North Rupununi District Development Board
North Rupununi, Guyana

Nature’s “Shopping Centre”

Amerindian concerns on the preservation of the Essequibo River ecosystems

January 28, 2013

Part of the COBRA staff participated to the last North Rupununi District Development Board (NRDDB) first Statutory Board Meeting that was held on the 10th and 11th January 2013 at Bina Hill Institute.

Project COBRA – Creative Commons

The Team started the year by attending the North Rupununi District Development Board (NRDDB) first statutory meeting for the year held on the 10th and 11th January 2013 at Bina Hill Institute. A numbers of concerns were raised by the leaders for the various communities. One of the major concerns brought to the attention of the Board by the ARC communities, namely: Apoteri , Rewa, Crash Water – which Conservation International, Guyana has worked with closely over the past several years – was the fate of the recently returned forest site known as the Upper Essequibo Conservation Concession to the Guyana Forestry Commission. The Conservation Concession was an experimental conservation strategy devised by CI-G, where the forest could be kept intact while the Government received royalties for the land as it normally would with an operational timber concession. However, with the passage of the Protected Areas Act and the declaration of the first two protected areas – Shell Beach Protected Area and Kanuku Mountains Protected Area – CI-G could no longer justify this strategy as a viable conservation solution. The fear of these Village Leaders that this once conservation concession would be converted to an operational forestry or mining concession and what they believe is a sensitive biodiverse area would be destroyed with these commercial activities.
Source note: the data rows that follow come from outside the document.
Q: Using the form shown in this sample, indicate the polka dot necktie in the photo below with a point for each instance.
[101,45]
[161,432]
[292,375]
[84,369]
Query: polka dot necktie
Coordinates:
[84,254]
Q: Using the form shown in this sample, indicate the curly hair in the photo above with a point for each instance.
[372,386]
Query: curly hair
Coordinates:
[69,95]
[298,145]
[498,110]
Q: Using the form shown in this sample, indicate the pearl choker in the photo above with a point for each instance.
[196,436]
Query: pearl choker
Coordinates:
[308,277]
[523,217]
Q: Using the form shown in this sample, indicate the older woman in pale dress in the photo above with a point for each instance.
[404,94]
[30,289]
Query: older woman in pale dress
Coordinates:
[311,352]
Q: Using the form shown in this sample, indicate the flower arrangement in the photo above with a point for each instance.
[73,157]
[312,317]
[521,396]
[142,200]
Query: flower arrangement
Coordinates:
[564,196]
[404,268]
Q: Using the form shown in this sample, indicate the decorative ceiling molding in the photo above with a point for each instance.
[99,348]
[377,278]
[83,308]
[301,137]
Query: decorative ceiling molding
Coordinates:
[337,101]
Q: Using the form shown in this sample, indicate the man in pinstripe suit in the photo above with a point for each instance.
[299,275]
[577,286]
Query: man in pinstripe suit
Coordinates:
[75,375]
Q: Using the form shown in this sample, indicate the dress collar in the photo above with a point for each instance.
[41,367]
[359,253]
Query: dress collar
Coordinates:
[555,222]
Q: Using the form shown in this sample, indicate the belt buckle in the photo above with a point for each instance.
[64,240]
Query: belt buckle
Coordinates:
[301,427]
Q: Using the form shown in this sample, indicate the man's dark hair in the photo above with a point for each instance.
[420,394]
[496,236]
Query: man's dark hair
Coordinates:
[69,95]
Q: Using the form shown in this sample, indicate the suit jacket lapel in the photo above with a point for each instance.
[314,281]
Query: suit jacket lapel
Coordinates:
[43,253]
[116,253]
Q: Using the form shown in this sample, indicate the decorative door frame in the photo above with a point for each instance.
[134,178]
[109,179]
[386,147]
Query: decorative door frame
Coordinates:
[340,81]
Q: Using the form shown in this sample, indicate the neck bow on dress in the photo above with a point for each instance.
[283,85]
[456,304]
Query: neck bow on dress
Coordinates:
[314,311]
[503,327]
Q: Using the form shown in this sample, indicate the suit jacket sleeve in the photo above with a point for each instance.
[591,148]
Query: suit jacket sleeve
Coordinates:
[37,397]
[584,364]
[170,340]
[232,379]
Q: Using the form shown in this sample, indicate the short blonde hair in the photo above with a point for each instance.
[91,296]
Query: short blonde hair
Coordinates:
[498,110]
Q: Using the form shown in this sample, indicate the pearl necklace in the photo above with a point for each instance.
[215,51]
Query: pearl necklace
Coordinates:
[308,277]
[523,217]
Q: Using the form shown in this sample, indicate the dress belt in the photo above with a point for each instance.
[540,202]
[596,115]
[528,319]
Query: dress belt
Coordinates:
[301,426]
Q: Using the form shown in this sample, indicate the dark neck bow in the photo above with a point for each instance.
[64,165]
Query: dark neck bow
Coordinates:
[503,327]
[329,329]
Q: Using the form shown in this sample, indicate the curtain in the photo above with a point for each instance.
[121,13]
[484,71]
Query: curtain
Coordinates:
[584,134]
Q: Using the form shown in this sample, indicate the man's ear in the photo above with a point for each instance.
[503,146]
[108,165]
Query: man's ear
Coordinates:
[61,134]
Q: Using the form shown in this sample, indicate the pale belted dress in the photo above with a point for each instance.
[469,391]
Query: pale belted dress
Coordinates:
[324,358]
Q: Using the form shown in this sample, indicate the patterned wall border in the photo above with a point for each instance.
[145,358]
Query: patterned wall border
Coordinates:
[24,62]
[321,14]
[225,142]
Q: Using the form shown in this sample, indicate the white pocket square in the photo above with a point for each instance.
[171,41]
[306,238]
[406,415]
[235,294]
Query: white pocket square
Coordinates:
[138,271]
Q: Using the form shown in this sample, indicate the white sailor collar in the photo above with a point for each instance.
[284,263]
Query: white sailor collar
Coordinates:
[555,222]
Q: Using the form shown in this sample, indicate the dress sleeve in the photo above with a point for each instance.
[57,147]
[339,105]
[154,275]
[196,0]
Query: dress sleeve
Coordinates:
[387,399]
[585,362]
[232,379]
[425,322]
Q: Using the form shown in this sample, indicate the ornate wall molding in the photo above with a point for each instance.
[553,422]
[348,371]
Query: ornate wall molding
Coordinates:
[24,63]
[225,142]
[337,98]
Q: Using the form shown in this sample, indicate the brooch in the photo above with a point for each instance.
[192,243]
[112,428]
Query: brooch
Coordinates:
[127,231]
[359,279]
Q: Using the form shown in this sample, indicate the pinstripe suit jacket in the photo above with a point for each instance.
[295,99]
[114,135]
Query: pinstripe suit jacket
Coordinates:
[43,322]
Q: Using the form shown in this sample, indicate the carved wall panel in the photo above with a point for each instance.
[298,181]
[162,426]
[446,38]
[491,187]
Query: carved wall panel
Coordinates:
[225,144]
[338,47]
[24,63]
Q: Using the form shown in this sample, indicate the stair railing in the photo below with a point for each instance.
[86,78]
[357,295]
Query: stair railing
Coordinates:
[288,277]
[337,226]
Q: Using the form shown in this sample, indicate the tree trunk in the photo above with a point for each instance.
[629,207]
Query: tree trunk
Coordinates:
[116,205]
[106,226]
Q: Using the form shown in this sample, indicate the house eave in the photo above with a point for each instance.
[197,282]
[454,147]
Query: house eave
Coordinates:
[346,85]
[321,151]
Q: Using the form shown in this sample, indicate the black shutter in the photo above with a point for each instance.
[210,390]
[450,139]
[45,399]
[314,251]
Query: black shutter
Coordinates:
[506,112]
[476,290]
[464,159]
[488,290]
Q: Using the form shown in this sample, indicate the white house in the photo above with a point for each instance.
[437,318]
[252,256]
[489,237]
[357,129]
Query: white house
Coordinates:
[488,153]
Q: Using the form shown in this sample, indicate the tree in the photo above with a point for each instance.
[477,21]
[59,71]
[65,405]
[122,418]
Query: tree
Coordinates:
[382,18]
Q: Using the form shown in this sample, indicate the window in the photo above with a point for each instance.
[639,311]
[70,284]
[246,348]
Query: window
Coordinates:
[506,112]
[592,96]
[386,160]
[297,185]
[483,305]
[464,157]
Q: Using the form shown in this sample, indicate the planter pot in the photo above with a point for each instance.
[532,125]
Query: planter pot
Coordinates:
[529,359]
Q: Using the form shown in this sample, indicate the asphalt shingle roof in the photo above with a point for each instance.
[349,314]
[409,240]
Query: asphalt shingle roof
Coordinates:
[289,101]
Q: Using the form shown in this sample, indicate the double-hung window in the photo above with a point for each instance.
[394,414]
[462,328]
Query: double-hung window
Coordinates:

CI-G, at a previous Board Meeting, indicated that their recent discussions with the three communities about their decision and what could be a next step reported the communities’ desire to see the site continue under some form of protection. Their exploration of this idea however, appear to be unlikely. The leaders present at the NRDDB January 2013 meeting, however, agreed that the NRDDB should take up the challenge and seek advice and support through various avenues to have the former conservation concession, maintain a conservation status. The communities felt that given the awarding of one of the largest exploratory forestry concessions in Guyana within the immediate location, the site should be maintained as a safe haven for the fauna and a potential site for comparative research between the forestry concession and the conservation site. The communities are also concerned about the potential negative impacts of the forestry activities and potential mining could have on the Essequibo and Rewa Rivers as these are two main waterways the communities are dependent on for their domestic use. It is therefore the wishes of the people that thoughtful initiatives be put forward to preserve this sensitive biodiversity area which the indigenous people have being existing with for a number of years as their “shopping centre”.